Jared Diamond's Upheaval shows how in times of catastrophe nation states—just like individuals—need to rely on their ego-strength to surviveby Anatol Lieven / May 5, 2019 / Leave a comment
“How nations cope with crisis and change” is rather a big subject, which suggests something on the scale of Arnold Toynbee’s A Study of History. In Upheaval, Jared Diamond, the great analyst of historical ecological collapses, has produced instead a vivid, interesting but somewhat incoherent set of impressions, drawn from the modern history of countries he knows well.
Like all Diamond’s work, it is meant to be a wake-up call to the world in general, and the United States in particular, to acknowledge and respond to the growing crises facing us, especially in the field of climate change and ecological degradation. The book is structured around a parallel between how an individual responds to a crisis and how societies do; he compares the so-called “ego-strength” in individuals with sources of national unity and resilience in countries.

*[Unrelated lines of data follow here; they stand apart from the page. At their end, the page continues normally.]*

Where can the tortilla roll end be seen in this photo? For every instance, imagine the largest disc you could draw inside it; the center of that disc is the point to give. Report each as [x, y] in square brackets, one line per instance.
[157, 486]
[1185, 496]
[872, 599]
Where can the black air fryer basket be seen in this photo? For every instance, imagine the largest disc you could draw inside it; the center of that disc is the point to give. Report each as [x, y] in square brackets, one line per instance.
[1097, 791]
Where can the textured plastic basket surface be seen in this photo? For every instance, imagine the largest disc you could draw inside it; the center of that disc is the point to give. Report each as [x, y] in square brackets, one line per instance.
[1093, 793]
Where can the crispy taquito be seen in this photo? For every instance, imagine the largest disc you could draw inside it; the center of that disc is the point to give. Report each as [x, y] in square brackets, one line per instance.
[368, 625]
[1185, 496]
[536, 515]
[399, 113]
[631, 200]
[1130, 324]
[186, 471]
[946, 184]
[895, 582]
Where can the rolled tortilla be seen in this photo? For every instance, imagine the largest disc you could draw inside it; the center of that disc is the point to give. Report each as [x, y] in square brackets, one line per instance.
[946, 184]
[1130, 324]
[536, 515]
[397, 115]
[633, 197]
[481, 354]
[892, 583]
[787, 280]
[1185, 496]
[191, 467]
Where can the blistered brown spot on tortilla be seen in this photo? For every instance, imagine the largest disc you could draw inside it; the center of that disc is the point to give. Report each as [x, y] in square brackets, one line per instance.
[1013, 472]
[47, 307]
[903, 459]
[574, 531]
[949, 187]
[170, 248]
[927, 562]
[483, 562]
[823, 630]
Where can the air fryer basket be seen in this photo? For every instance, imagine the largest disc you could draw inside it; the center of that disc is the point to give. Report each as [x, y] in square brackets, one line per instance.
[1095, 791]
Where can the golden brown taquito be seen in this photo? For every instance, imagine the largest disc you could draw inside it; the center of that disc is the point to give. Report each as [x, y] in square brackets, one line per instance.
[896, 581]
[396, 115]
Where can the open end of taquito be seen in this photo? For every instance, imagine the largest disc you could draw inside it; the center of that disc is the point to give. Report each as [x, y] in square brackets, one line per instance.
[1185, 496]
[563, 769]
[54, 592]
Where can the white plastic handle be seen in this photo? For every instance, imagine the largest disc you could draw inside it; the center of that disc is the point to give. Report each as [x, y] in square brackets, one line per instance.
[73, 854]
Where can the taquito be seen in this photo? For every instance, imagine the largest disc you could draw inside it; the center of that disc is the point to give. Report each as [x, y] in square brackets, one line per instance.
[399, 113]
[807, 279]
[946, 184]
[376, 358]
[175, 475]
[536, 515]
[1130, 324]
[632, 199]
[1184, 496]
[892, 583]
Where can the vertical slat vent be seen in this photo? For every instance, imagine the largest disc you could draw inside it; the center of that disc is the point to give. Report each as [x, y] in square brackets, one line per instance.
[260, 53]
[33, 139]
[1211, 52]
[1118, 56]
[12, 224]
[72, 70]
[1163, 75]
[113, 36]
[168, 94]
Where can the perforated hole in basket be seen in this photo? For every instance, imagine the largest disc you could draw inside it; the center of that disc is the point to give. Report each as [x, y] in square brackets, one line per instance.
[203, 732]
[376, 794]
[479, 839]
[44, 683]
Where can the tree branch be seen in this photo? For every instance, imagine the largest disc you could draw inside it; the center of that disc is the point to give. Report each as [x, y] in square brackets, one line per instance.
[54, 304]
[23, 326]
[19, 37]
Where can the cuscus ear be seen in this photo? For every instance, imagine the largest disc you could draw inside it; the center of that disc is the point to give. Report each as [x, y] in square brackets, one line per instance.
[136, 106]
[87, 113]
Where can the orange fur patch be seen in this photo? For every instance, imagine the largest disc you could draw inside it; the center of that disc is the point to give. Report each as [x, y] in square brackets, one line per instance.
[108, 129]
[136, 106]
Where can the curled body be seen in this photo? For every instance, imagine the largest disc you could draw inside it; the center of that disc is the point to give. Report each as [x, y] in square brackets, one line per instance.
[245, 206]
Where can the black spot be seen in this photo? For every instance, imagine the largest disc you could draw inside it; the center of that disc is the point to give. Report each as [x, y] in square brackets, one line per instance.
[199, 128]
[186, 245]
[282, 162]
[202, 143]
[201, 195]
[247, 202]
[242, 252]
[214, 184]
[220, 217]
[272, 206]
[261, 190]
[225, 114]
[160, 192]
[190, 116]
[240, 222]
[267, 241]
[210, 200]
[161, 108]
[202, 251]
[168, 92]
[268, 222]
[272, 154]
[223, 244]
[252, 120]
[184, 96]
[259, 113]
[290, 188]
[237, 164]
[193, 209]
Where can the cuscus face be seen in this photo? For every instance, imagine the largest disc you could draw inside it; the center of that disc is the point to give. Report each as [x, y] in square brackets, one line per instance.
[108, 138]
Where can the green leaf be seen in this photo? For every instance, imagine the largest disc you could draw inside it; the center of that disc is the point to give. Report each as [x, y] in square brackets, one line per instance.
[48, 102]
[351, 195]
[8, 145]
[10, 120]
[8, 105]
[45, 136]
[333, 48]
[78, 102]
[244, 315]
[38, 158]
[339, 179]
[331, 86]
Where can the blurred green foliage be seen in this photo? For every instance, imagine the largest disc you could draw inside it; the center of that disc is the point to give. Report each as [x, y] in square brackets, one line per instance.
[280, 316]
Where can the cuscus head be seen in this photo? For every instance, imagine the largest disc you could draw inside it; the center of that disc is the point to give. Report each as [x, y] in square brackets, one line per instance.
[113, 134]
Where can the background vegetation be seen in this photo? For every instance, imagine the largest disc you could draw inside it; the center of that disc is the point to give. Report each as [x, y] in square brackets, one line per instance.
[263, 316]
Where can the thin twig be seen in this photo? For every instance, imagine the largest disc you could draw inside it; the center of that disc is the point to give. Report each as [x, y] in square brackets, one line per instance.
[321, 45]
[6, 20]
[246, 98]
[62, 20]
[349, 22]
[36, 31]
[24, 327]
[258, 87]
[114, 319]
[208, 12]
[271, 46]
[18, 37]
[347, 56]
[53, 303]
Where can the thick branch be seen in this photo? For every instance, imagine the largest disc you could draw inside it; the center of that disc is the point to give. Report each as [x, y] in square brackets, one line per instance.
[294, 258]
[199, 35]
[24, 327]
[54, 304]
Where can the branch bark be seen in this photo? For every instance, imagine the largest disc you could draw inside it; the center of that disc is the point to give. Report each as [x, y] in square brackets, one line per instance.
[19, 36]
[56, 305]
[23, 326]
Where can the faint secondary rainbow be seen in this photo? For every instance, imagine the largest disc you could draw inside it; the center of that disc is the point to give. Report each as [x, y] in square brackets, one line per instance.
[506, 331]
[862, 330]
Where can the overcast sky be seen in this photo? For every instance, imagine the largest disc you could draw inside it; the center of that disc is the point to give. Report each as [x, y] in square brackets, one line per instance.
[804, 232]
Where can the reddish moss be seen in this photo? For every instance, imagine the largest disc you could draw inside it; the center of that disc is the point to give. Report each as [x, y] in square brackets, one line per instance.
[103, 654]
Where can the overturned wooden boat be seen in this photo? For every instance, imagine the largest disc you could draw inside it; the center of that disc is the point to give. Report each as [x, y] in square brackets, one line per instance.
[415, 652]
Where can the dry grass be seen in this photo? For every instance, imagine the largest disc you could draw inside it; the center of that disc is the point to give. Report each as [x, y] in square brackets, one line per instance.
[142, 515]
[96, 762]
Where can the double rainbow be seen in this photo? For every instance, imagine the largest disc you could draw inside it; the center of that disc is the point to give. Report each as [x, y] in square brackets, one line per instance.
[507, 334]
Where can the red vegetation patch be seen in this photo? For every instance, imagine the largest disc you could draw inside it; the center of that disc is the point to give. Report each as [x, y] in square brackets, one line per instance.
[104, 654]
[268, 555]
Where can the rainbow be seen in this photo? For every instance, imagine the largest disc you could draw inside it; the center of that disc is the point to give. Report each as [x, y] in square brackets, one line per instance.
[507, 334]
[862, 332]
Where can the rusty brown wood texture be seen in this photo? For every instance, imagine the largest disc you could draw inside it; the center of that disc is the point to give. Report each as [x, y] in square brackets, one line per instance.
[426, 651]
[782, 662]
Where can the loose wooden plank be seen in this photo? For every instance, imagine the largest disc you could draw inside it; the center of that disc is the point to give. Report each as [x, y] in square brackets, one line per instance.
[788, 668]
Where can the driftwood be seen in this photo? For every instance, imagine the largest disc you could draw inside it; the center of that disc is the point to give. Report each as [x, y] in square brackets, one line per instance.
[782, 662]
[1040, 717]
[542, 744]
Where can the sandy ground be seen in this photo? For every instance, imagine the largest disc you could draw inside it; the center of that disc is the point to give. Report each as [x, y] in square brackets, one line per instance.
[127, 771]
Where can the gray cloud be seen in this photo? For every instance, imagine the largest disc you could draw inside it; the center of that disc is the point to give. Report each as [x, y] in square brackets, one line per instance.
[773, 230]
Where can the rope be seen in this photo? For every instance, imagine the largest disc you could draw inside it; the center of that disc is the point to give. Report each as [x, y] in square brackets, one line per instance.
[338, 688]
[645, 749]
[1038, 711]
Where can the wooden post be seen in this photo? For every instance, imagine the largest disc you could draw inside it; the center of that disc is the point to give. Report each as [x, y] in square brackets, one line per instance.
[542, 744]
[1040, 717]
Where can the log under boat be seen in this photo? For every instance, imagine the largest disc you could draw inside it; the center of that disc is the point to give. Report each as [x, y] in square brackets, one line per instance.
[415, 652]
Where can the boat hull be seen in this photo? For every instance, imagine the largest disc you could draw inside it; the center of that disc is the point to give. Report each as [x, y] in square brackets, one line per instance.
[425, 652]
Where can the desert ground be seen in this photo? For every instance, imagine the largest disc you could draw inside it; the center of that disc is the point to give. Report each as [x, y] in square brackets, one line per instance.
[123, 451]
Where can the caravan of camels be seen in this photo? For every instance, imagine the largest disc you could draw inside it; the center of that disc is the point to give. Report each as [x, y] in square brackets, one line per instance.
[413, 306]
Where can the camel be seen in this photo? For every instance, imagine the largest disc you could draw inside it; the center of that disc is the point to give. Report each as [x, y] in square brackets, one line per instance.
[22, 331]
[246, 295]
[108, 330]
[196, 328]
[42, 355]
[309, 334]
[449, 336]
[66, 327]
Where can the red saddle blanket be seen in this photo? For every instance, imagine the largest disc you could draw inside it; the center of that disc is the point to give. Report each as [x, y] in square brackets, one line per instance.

Upheaval contains features disquieting both to the contemporary political right (especially in the US) and to the left. Conservatives will detest the implication that existing forms of capitalism need to be radically reformed. While rejoicing in this, however, leftists should ponder deeply on what Diamond’s examples have to say about the sources of national strength, flexibility and resilience: “The challenge, for nations as for individuals in crisis, is to figure out which parts of their identities are already functioning well and don’t need changing, and which parts are no longer working and do need changing.”
Diamond begins his case studies with Finland between 1939 and the 1950s. First it decided to fight, in the face of hopeless odds, against Stalin’s demands for territory and military control—thereby convincing him that the country was too prickly a hedgehog to be swallowed whole. After making peace with the USSR in 1944, Finland saved its democracy and market economy by an accommodation to Soviet strategic requirements (helped by the fact that Sweden and the western countries had done nothing to help Finland in 1939-40). This was the so-called “Finlandisation” process, much despised by western cold warriors, that saved the country from the fate of Hungary or Czechoslovakia. Ukraine in recent years might have done well to follow this example rather than pursuing the mirage of western aid and integration.